英国や欧州のメディア事情、政治・経済・社会の記事を書いています。新刊「なぜBBCだけが伝えられるのか」(光文社新書)、既刊「英国公文書の世界史 一次資料の宝石箱」(中公新書ラクレ)など。


by polimediauk

「タイムズ編集長、来年からWSJに移籍」?

 噂が出ていたものの、かなり信憑性が高くなってきたのが、タイムズの現編集長ロバート・トムソン氏の、米ウオール・ストリート・ジャーナル(WSJ)紙への移籍だ。編集長になるのかあるいは経営陣の一人になるのかはまだ分からないが、遅くとも来年の6月までには移籍するという見方が強まっている。
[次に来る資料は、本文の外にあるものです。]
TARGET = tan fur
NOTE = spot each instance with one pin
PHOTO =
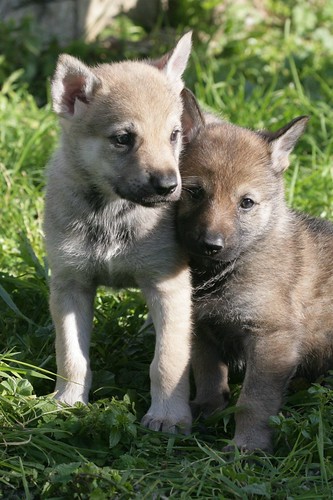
(109, 219)
(262, 275)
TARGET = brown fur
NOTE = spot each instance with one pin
(263, 282)
(109, 219)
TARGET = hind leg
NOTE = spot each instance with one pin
(210, 376)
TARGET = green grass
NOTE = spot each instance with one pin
(257, 75)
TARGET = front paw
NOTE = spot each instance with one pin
(171, 422)
(71, 393)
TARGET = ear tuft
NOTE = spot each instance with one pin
(73, 81)
(173, 63)
(192, 117)
(283, 141)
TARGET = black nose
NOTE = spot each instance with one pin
(211, 243)
(164, 185)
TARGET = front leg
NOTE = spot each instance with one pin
(271, 362)
(210, 375)
(169, 304)
(71, 306)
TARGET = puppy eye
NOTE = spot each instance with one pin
(247, 203)
(197, 193)
(123, 141)
(174, 136)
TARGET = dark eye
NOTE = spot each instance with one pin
(174, 136)
(123, 141)
(197, 193)
(247, 203)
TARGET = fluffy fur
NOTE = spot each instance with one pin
(109, 219)
(262, 273)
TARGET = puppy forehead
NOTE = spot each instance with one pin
(228, 152)
(136, 90)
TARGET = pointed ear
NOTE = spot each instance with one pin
(173, 63)
(73, 86)
(282, 142)
(192, 117)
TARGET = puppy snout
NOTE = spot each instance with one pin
(164, 184)
(211, 243)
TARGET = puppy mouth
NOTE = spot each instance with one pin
(147, 200)
(213, 258)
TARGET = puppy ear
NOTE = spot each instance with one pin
(282, 142)
(73, 86)
(192, 117)
(173, 63)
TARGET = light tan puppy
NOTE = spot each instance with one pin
(109, 219)
(262, 273)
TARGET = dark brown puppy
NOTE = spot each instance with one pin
(262, 273)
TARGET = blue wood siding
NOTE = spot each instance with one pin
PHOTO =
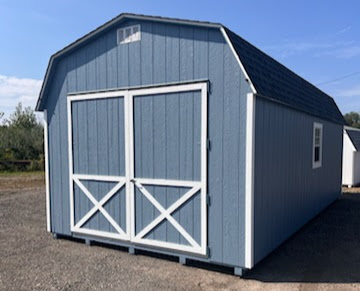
(288, 191)
(167, 146)
(166, 53)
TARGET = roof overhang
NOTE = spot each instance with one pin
(104, 27)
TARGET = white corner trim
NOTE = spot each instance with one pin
(350, 141)
(70, 159)
(249, 181)
(222, 29)
(47, 185)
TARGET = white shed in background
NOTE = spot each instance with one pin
(351, 157)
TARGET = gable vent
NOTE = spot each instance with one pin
(128, 34)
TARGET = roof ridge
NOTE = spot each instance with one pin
(272, 58)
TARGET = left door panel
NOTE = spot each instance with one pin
(98, 178)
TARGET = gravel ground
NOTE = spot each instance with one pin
(324, 255)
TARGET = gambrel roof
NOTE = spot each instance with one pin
(354, 135)
(267, 77)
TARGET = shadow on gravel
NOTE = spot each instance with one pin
(327, 250)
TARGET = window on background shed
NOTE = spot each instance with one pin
(128, 34)
(317, 145)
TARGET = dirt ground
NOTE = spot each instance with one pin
(324, 255)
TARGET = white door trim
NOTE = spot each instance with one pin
(129, 179)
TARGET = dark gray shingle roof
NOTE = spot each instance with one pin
(269, 77)
(355, 138)
(273, 80)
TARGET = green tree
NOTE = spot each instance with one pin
(21, 136)
(352, 119)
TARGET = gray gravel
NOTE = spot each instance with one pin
(324, 255)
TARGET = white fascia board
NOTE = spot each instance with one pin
(228, 41)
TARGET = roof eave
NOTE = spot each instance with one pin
(107, 25)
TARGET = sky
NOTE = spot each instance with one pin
(318, 39)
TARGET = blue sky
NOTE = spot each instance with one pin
(319, 40)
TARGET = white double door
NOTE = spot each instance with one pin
(137, 163)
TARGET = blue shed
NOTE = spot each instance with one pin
(179, 137)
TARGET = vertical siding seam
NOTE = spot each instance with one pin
(193, 131)
(166, 192)
(222, 154)
(239, 164)
(152, 117)
(60, 151)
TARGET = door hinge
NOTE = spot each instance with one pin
(208, 200)
(208, 144)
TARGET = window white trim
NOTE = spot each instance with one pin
(134, 34)
(317, 164)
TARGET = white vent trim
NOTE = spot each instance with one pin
(129, 34)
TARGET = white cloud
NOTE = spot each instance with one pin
(344, 30)
(352, 92)
(14, 90)
(339, 49)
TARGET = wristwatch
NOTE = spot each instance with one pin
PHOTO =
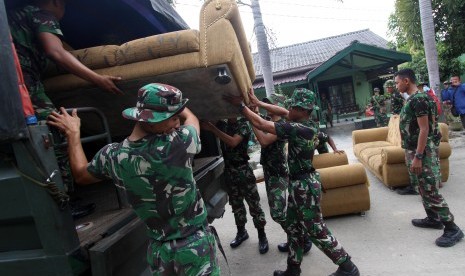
(241, 107)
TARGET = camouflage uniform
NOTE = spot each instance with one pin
(419, 105)
(379, 107)
(397, 101)
(321, 145)
(326, 113)
(273, 159)
(239, 177)
(156, 173)
(25, 25)
(304, 211)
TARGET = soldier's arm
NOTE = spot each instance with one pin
(265, 139)
(258, 122)
(190, 119)
(230, 141)
(268, 107)
(53, 48)
(70, 125)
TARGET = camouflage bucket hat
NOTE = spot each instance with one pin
(389, 83)
(156, 102)
(303, 98)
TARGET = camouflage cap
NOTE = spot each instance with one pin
(304, 98)
(389, 83)
(156, 102)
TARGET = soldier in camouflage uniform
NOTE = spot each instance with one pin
(397, 101)
(420, 138)
(274, 161)
(323, 140)
(37, 36)
(378, 102)
(154, 166)
(304, 210)
(240, 181)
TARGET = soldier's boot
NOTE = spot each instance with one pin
(292, 270)
(241, 236)
(431, 221)
(262, 241)
(284, 247)
(347, 268)
(452, 235)
(409, 190)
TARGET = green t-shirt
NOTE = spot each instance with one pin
(418, 105)
(237, 156)
(25, 26)
(301, 144)
(273, 157)
(156, 173)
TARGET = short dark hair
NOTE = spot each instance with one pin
(406, 74)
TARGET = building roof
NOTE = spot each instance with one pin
(309, 55)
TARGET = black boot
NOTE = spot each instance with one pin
(284, 247)
(431, 221)
(347, 268)
(292, 270)
(409, 190)
(452, 235)
(262, 241)
(241, 236)
(427, 223)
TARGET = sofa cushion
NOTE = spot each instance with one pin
(94, 58)
(331, 159)
(343, 176)
(358, 148)
(158, 46)
(394, 131)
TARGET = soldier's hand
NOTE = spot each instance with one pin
(107, 83)
(253, 99)
(206, 125)
(68, 124)
(417, 166)
(234, 100)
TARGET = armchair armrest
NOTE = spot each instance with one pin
(392, 155)
(331, 159)
(369, 135)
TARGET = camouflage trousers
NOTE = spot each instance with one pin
(240, 182)
(43, 106)
(381, 119)
(276, 191)
(304, 218)
(193, 255)
(428, 182)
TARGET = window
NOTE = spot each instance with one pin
(341, 94)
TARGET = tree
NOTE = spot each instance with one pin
(262, 46)
(427, 27)
(449, 25)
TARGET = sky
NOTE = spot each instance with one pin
(295, 21)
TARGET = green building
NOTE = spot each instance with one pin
(345, 67)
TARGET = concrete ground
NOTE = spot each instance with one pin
(383, 242)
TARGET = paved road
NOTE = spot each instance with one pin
(381, 243)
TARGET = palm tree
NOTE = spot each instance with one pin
(429, 39)
(262, 46)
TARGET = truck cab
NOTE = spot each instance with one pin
(38, 235)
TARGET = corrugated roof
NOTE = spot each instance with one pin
(312, 53)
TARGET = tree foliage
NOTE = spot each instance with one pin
(449, 20)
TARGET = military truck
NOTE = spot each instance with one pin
(38, 235)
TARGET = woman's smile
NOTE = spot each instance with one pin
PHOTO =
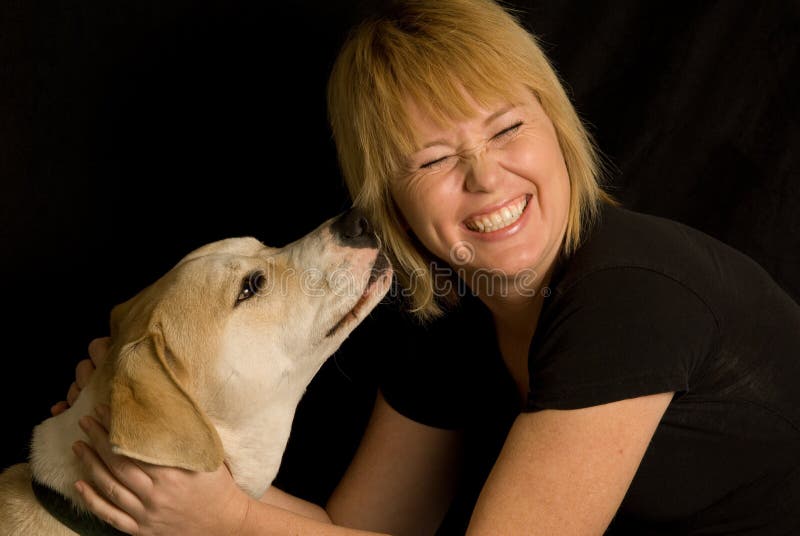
(496, 181)
(507, 217)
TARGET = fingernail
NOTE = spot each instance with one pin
(83, 422)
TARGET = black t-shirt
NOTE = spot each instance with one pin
(646, 305)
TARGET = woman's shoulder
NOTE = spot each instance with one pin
(624, 240)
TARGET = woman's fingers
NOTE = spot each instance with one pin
(106, 511)
(104, 481)
(117, 477)
(98, 350)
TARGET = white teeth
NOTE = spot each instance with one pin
(498, 219)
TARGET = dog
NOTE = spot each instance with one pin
(207, 366)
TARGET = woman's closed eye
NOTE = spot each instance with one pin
(434, 164)
(503, 135)
(507, 132)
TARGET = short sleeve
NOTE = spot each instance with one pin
(618, 333)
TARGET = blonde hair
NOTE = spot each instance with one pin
(427, 52)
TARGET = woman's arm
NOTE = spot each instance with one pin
(566, 472)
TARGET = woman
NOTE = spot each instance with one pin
(650, 395)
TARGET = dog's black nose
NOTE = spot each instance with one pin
(352, 229)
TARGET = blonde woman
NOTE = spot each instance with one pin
(651, 396)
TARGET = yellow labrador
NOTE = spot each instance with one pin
(208, 365)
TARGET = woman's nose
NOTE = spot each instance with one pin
(482, 173)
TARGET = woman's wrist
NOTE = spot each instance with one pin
(280, 499)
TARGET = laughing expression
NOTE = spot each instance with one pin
(495, 185)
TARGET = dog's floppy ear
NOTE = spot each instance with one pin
(153, 418)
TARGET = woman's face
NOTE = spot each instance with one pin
(488, 193)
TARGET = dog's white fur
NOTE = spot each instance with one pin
(195, 377)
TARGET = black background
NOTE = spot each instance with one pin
(135, 131)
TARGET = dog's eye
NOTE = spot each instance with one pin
(252, 284)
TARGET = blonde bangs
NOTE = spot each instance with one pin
(437, 55)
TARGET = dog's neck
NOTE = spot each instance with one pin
(52, 460)
(254, 446)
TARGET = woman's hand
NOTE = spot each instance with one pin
(144, 499)
(98, 350)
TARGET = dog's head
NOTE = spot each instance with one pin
(232, 329)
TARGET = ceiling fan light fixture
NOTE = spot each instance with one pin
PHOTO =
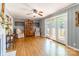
(40, 11)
 ガーディアンのスティーブン・ブルック記者(5日付)によると、トムソン氏がWSJの編集あるいは経営に関わるのはほぼ確かなようだ。

 WSJはタイムズも所有している、ルパート・マードックのニューズ・コーポレーション社が買収し、12月には買収に関わる手続きが終了すると見られている。
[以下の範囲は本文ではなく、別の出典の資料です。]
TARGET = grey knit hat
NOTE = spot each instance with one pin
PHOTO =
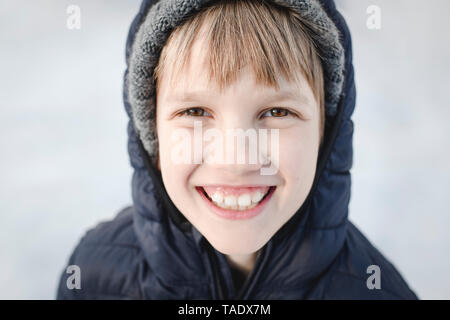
(165, 15)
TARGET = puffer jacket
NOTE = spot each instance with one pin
(150, 251)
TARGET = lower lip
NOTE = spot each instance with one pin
(236, 214)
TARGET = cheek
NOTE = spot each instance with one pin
(298, 158)
(175, 175)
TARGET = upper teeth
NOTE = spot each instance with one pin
(243, 202)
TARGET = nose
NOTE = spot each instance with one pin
(239, 152)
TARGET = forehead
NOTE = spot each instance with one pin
(195, 79)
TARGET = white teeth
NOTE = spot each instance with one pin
(257, 196)
(217, 197)
(244, 200)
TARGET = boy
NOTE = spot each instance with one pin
(201, 73)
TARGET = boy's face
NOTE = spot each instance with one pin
(243, 105)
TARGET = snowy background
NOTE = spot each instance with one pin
(64, 164)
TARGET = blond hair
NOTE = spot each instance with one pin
(270, 38)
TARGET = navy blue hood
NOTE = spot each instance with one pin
(317, 254)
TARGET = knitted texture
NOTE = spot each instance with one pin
(165, 15)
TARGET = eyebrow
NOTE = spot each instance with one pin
(283, 95)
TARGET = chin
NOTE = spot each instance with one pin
(234, 244)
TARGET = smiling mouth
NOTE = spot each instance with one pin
(236, 199)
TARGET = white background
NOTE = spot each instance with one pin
(64, 163)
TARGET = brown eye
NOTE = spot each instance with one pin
(276, 113)
(195, 112)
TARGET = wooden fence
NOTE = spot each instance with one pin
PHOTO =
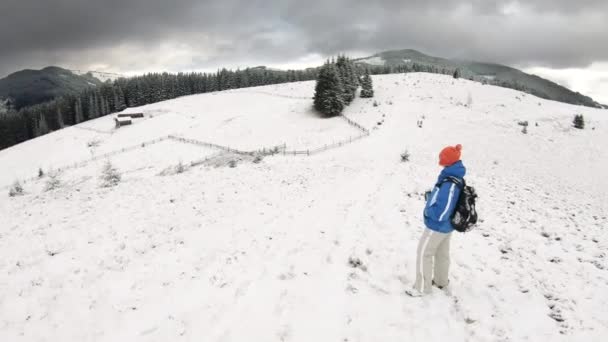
(364, 133)
(279, 149)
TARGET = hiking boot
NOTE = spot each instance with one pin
(414, 293)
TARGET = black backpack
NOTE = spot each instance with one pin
(464, 216)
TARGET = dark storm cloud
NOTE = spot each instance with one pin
(537, 32)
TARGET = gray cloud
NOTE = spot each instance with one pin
(189, 34)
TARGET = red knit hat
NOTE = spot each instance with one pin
(450, 155)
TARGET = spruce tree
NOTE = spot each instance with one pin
(579, 121)
(367, 89)
(457, 74)
(329, 91)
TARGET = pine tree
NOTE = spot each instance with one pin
(367, 89)
(579, 121)
(16, 189)
(329, 91)
(457, 74)
(43, 128)
(78, 117)
(109, 175)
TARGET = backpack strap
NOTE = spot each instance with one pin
(460, 182)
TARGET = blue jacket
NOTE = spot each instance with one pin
(442, 202)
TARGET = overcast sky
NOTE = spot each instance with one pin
(564, 40)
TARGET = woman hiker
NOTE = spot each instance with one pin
(433, 254)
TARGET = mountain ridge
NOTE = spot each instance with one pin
(30, 87)
(485, 72)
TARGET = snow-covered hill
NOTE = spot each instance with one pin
(260, 251)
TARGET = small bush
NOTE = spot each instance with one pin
(579, 121)
(109, 175)
(53, 181)
(15, 190)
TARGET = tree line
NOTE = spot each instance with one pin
(111, 97)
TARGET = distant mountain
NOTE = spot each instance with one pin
(496, 74)
(29, 87)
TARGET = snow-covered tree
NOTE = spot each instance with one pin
(367, 88)
(457, 73)
(16, 189)
(53, 181)
(329, 91)
(109, 175)
(579, 121)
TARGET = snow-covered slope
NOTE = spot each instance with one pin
(260, 252)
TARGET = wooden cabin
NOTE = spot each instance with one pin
(131, 115)
(122, 122)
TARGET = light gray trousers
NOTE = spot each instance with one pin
(432, 260)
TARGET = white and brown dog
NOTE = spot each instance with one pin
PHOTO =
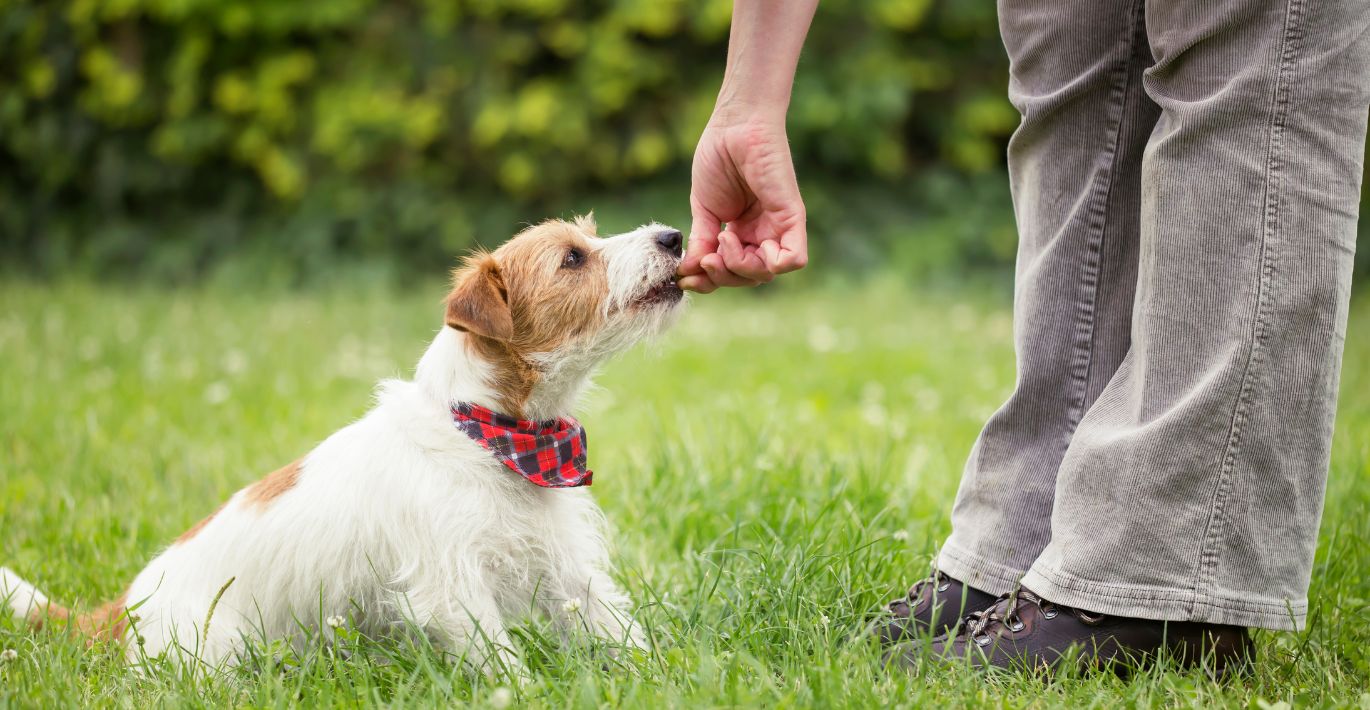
(406, 520)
 トムソン氏は元々オーストラリアの出身(マードック氏もそうだった)で、タイムズの編集長になって5年だ。タイムズの前はフィナンシャル・タイムズの米国版編集長を4年間しており、米国での発行部数を3万2000部から12万3000部に増やしたそうだ。ビジネス・センスを買われてのタイムズ編集長としての引き抜きだったのだろう。

 WSJ欧州版の本部は今ブリュッセルにあるが、将来的にはロンドンに移すという計画もあるという。

 マードック氏はWSJの内容を変え、ニューヨークタイムズを「つぶす」壮大なもくろみもあるようだ。現在は金融の記事がメインだが、国内・国際ニュースを増やし、芸術、ファッション、文化記事も増やしたいと、最近、サンフランシスコで開催された会議で述べたという。NYタイムズをつぶすつもりかと聞かれ、「それも悪くない」と答えている。

 つまるところ、「マードック帝国」を、WSJを通じて米新聞界でも展開したい、そのためもあって、信頼しているトムソン氏をWSJに送る、という見方もできる。

 詳細はガーディアンのStephen Brook、Times editor headed for WSJを参照。http://www.guardian.co.uk/media/2007/nov/05
/wallstreetjournal.thetimes


 一方のWSJだが、4日付で発表したところによると、ウエブサイトの定期購読者が100万人に達したと言う。大手新聞のウエブサイトが無料化になる動きがある中で、よくがんばった、という印、という評価をロイターはしている。